Will associations be the collateral victims of the new law?

Will they still have as many volunteers after the pension reform? While the big day of mobilization against the project will take place this Thursday, debates between promoters and opponents of the new law are raging. All subjects are covered: economy, health, justice… But certain sections of society, less prominent in the news, are also concerned by the future of future sixties.

The associative world, in particular, wonders about the consequences of an extension of the contribution period, because it could, too, suffer from this reform. In fact, in France, it is estimated that 22 million, the number of volunteers or members who sustain 1.5 million associations. And among them, between 33 and 35% are retirees. A very important part of the workforce in short.

One out of two association leaders is retired

Seniors play a strategic role here. According to a report of the Pensions Orientation Committee dated 2013, one out of two association leaders is a retiree. A figure that is still relevant according to Elisabeth Pascaud, administrator of the France Bénévolat association: “It’s mainly because they have more time than the youngest,” she explains. Yet increasingly committed, they can often devote only one or two hours a week, against one to several half-days for retirees. A report by the association also confirms that the very regular volunteers, around two million people, are often retirees who make up the “skeleton of the associations”.

Data supported by Simon Cottin-Marx, sociologist of the associative world: “Because of their available time and their experience, they are often in charge of the most complex and time-consuming functions. But the postponement of the legal retirement age to 64 could upset this ecosystem. Because a continuation of the work of a few years enters directly into competition with an assiduous associative activity. Especially since it concerns the categories with the highest participation rates in associative life (42% of 55-65 year olds and 44% of 60-70 year olds in 2013).
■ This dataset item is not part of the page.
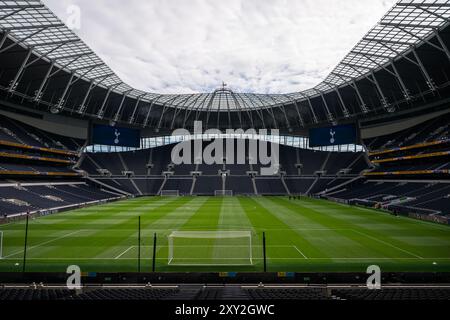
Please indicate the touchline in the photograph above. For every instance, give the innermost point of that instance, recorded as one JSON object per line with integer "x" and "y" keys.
{"x": 227, "y": 150}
Numbers that had already fallen before the reforme

And these categories of volunteers have already suffered from the previous reforms of 2010 and 2017, explains the latest report from France Bénévolat. A drop in engagement was recorded in 2019 and due to “increased end-of-career difficulties, which create a need to breathe” and “the growing practice of combining employment/retirement with the need for a growing number of retirees to work”.

These obstacles to availability are added to others, foreign to this reform, but which also affect associations hard, as Elisabeth Pascaud underlines: “Retirees arrive later, therefore in less good health. Then, more and more of them have to devote themselves to their families, with ever more dependent people. And on the other hand, the Covid-19 scared away many volunteers who feared for their health. Between a third and half of retired volunteers have stopped their activities according to Simon Cottin-Marx.

Associations rely on young people to make up for this loss

For the sociologist, there is no doubt that the associative world, which represents 1.5 million full-time equivalents, will suffer from this pension reform: “Retirees are one of the main engines of associations. The reform risks weakening this free labour, mainly in the area of ​​solidarity, homework help, sports, food banks… Areas that will not be covered by private companies. »

Small consolation all the same on the side of the associations which note an increase in commitment among young people: “If they cannot be as available as retirees, this augurs all the same for a renewal and dynamism of the associative world in France. As proof, nearly 70,000 new associations are created each year.

Young people are also a privileged target of associations that work on their motivations and their constraints to better attract and integrate them. Through, for example, more modern communication that is more focused on them. Some partnerships, in connection with civic service or local authorities, also make it possible to offer short-term assignments which are sometimes the first link between a volunteer and an association.